On ne sait jamais qui on croise sur la rue. On ne connait pas le vécu des individus qu'on insulte. Moi non plus, je ne connais pas ce jeune homme : peut-être son ami a-t-il failli se faire écraser par un chauffard quelques coins de rue plus tôt. Mais peu importe ce qui peut expliquer un comportement, il ne peut certes pas l'excuser.

Ce que je trouve déplorable, c'est que si ce jeune homme m'avait frappé en plein visage, tiens, pourquoi pas, on se révolterait tous de cette violence physique gratuite. J'aurais alors pu appeler la police, porter plainte, etc.
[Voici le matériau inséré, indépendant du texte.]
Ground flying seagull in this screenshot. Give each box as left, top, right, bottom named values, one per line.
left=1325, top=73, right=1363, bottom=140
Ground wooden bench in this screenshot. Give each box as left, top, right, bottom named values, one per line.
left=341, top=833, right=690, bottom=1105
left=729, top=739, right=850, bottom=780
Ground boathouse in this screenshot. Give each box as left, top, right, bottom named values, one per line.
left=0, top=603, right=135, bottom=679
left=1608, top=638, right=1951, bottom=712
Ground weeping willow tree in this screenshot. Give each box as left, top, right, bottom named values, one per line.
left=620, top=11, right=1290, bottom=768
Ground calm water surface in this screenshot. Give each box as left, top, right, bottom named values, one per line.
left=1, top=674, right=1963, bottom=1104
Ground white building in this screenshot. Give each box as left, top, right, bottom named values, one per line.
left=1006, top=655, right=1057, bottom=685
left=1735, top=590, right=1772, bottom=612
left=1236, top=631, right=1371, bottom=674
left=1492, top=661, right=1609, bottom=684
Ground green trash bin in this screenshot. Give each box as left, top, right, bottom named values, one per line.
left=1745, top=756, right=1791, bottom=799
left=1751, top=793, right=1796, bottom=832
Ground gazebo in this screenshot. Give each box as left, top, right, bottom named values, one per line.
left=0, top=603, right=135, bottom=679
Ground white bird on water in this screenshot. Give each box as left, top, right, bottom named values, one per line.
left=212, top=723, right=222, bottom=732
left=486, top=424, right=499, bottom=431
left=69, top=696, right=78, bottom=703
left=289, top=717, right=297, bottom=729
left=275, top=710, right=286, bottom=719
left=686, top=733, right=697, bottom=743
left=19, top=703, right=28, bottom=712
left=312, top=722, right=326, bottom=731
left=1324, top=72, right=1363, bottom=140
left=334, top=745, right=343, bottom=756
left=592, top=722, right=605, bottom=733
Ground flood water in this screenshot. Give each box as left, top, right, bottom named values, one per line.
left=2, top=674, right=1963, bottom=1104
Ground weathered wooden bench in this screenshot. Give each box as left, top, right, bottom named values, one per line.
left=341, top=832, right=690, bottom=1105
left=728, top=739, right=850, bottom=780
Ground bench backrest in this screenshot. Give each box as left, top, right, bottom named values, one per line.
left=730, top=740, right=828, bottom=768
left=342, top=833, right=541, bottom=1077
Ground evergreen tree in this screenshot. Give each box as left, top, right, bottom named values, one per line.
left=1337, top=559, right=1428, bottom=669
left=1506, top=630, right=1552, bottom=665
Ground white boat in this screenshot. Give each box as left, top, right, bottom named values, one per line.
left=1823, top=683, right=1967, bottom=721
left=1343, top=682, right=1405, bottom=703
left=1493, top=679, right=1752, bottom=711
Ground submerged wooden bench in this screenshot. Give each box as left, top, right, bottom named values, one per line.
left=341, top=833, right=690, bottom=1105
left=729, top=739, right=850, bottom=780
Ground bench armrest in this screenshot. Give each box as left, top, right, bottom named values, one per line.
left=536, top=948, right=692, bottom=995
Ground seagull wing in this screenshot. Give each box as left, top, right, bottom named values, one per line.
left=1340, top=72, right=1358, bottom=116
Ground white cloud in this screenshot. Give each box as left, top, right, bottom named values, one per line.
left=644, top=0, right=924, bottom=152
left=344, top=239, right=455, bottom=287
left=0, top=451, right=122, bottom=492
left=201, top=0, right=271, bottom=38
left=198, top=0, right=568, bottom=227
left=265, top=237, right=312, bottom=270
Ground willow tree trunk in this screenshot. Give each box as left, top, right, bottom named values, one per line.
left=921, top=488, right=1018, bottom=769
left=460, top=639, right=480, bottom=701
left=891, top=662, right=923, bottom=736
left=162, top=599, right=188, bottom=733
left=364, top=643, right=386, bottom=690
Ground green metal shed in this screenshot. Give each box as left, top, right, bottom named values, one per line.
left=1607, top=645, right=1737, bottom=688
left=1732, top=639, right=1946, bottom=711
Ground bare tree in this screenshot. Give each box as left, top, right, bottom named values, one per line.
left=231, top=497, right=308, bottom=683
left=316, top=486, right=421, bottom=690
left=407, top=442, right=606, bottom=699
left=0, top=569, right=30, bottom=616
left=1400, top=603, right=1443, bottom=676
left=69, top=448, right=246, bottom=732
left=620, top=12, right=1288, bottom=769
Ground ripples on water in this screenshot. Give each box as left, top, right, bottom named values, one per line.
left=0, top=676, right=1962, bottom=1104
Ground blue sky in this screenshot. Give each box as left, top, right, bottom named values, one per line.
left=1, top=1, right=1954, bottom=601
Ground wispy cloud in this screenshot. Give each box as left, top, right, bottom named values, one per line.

Mais comme « ce ne sont que des mots », il n'en est rien. Même si on sait que les mots acerbes laissent des traces profondes et durables. Même si on sait que la violence psychologique est la plus nuisible d'entre toutes (ce qui n'a pas empêché qu'elle ne soit reconnue comme telle qu'en 2007 par la Loi sur la Protection de la Jeunesse).

Ceci étant dit, je vais m'en remettre, évidemment. Mais ce petit mot, « salope », peut blesser au-delà de ce qu'on peut imaginer. Parce qu'il renvoie peut-être à des souvenirs désagréables où ces mots ont été prononcés par quelqu'un de beaucoup plus significatif qu'un pur étranger.